Еще один разряд. И снова та же линия.
– Я опоздала, – выдавила врач. – Если бы я начала пораньше. Лена, еще адреналин. Кто-нибудь, делайте ему массаж.
Рядом стоял я. Не колеблясь, подошел и начал ритмично надавливать на грудную клетку.
– Осторожно, тремя пальчиками, – сказала мне анестезиолог.
– Атропин надо? – спросила Лена.
– Нет. Уже достаточно.
Ввели лекарственное вещество. Вновь отключили монитор. Все отошли.
Разряд.
Снова массаж, и линия на экране, дающая зазубрины только при надавливании на грудь.
Тяжелый вздох, и так сокрушающее:
– Все… – Анестезиолог перестала нажимать на грудь малыша и отсоединила аппарат ИВЛ от эндо-трахеальной трубки, подержала ладонь над трубкой, проверяя, задышит он сам или нет. – Что ж, пускай полежит по правилам два часа. – И трясясь, вышла из палаты.
В реанимационном отделении воцарилось молчание. Гнетущая и вязкая тишина, продираемая одним лишь писком датчиков.
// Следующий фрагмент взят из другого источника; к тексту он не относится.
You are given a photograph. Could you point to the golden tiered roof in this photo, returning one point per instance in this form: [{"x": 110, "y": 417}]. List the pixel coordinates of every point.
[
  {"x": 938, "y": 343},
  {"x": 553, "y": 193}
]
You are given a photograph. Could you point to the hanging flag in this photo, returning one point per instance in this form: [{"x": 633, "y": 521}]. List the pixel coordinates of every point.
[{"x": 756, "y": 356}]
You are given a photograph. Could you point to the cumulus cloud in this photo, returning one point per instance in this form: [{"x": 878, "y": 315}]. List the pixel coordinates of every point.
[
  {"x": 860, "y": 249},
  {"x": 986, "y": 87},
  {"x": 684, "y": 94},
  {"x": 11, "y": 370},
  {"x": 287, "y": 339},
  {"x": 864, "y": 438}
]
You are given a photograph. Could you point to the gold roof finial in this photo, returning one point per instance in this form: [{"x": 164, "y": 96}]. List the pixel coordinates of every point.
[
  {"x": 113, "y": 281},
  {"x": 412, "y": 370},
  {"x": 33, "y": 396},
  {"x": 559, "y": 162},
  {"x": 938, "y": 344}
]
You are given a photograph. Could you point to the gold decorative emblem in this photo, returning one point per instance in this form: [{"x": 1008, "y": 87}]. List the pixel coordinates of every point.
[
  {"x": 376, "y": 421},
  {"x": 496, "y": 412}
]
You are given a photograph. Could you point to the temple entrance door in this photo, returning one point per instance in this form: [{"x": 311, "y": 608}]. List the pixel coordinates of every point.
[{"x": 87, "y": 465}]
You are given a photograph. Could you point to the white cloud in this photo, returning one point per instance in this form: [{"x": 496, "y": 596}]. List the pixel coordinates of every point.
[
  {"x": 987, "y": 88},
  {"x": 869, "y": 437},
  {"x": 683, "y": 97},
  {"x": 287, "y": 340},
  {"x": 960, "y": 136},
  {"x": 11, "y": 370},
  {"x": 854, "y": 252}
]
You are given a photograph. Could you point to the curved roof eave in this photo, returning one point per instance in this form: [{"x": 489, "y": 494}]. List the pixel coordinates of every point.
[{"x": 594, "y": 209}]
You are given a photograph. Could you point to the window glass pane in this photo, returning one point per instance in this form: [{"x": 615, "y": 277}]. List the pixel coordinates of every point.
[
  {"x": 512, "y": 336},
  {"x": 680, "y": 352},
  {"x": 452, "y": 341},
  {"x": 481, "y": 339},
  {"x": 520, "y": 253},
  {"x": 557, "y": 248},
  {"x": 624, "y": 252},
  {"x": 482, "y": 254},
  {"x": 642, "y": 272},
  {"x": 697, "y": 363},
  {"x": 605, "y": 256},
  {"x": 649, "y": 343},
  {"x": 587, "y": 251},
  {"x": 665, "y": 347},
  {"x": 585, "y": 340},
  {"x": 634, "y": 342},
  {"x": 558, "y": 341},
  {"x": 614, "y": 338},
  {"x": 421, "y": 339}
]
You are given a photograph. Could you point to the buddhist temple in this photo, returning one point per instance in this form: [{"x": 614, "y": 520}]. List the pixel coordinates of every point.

А я все смотрел на монитор, надеясь, что прямая линия вот-вот пойдет зубцами. Молил бога. Надеялся. Меня всего трясло. Хотелось сказать: Еще раз, давайте еще адреналин и еще один разряд. Хотелось снова начать делать ему искусственный массаж сердца.
Хотелось плакать.
Я ощущал свое бессилие, свою вину, которой не должно было быть, ведь я все равно ничего не мог поделать. Меня трясло, сердце, казалось, отбивало ритм за двоих: меня, и уже биологически мертвого ребенка. Ноги были ватными, а дыхание задерживалось тихими рыданиями, которым я не мог позволить вырваться наружу. Пробирал озноб, в глазах стояла влага.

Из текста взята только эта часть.